| ![EEW logo](https://github.com/edgi-govdata-archiving/EEW-Image-Assets/blob/master/Jupyter%20instructions/eew.jpg?raw=true) | ![EDGI logo](https://github.com/edgi-govdata-archiving/EEW-Image-Assets/blob/master/Jupyter%20instructions/edgi.png?raw=true) |
|---|---|

#### This notebook is licensed under GPL 3.0. Please visit our Github repo for more information: 
#### The notebook was collaboratively authored by the Environmental Data & Governance Initiative (EDGI) following our authorship protocol: https://docs.google.com/document/d/1CtDN5ZZ4Zv70fHiBTmWkDJ9mswEipX6eCYrwicP66Xw/
#### For more information about this project, visit https://www.environmentalenforcementwatch.org/

## How to Run this Notebook
* If you click on a gray **code** cell, a little “play button” arrow appears on the left. If you click the play button, it will run the code in that cell (“**running** a cell”). The button will animate. When the animation stops, the cell has finished running.
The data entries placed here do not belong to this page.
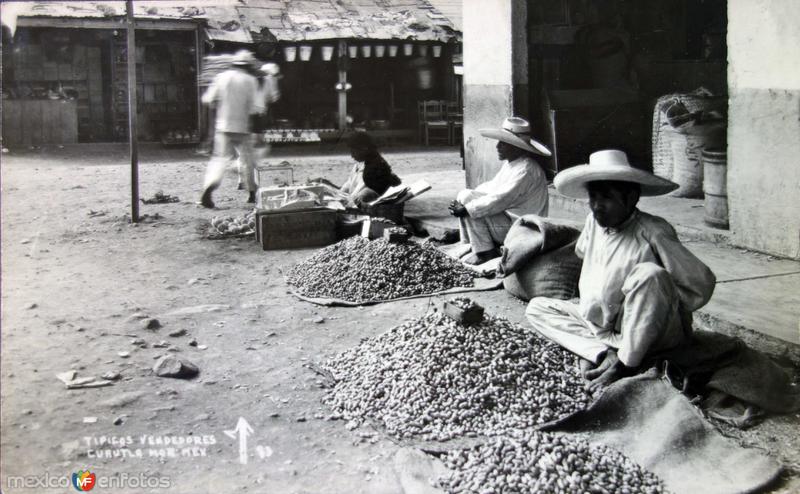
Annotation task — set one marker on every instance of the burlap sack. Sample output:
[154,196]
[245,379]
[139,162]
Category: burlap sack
[553,274]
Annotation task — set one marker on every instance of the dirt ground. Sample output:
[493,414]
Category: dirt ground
[75,273]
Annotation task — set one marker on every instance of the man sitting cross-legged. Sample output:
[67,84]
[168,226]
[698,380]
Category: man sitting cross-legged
[638,284]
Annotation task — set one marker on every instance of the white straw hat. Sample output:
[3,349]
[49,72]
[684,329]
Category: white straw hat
[243,57]
[517,132]
[609,164]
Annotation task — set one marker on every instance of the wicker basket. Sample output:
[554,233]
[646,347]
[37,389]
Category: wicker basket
[662,144]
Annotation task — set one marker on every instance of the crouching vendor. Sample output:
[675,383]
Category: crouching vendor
[370,177]
[638,284]
[520,187]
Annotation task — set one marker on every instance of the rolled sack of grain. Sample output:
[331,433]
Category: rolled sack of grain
[553,274]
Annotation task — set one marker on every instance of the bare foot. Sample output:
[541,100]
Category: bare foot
[585,366]
[609,359]
[614,372]
[481,257]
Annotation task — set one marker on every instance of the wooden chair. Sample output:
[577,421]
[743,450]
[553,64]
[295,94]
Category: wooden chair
[455,120]
[433,124]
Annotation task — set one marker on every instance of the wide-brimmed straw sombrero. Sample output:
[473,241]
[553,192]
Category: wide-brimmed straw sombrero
[517,132]
[609,164]
[243,57]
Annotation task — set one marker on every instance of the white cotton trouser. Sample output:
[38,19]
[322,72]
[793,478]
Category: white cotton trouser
[483,234]
[224,145]
[650,319]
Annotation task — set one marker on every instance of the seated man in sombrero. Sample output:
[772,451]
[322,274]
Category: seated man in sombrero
[520,187]
[638,284]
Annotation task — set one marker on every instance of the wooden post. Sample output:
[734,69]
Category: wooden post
[343,91]
[133,137]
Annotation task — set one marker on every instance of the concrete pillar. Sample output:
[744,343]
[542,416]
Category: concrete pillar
[764,125]
[495,77]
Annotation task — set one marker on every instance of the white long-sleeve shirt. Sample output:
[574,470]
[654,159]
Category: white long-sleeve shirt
[236,95]
[610,254]
[520,187]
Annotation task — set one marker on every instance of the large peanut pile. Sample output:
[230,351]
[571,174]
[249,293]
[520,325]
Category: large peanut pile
[435,379]
[359,270]
[530,461]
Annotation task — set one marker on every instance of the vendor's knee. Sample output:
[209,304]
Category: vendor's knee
[540,306]
[465,196]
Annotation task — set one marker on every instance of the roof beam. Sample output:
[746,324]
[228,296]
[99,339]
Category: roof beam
[106,23]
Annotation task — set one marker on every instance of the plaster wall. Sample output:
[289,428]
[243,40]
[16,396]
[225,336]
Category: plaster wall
[495,71]
[764,125]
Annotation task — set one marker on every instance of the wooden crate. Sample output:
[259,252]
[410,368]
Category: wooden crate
[295,229]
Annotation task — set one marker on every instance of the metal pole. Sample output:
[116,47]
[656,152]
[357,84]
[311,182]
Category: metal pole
[197,65]
[343,92]
[132,135]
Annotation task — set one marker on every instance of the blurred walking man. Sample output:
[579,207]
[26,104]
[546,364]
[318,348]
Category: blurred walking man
[235,95]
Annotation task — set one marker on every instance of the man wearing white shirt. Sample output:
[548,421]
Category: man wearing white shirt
[234,93]
[519,188]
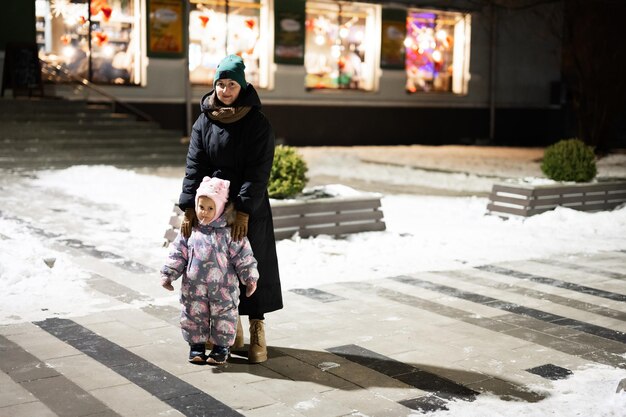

![Where to click to run the cell](https://github.com/edgi-govdata-archiving/EEW-Image-Assets/blob/master/Jupyter%20instructions/pressplay.JPG?raw=true)
* You may get a warning that the notebook was not authored by Google. We know, we authored them! It’s okay. Click “Run Anyway” to continue. 
![Error Message](https://github.com/edgi-govdata-archiving/EEW-Image-Assets/blob/master/Jupyter%20instructions/warning-message.JPG?raw=true)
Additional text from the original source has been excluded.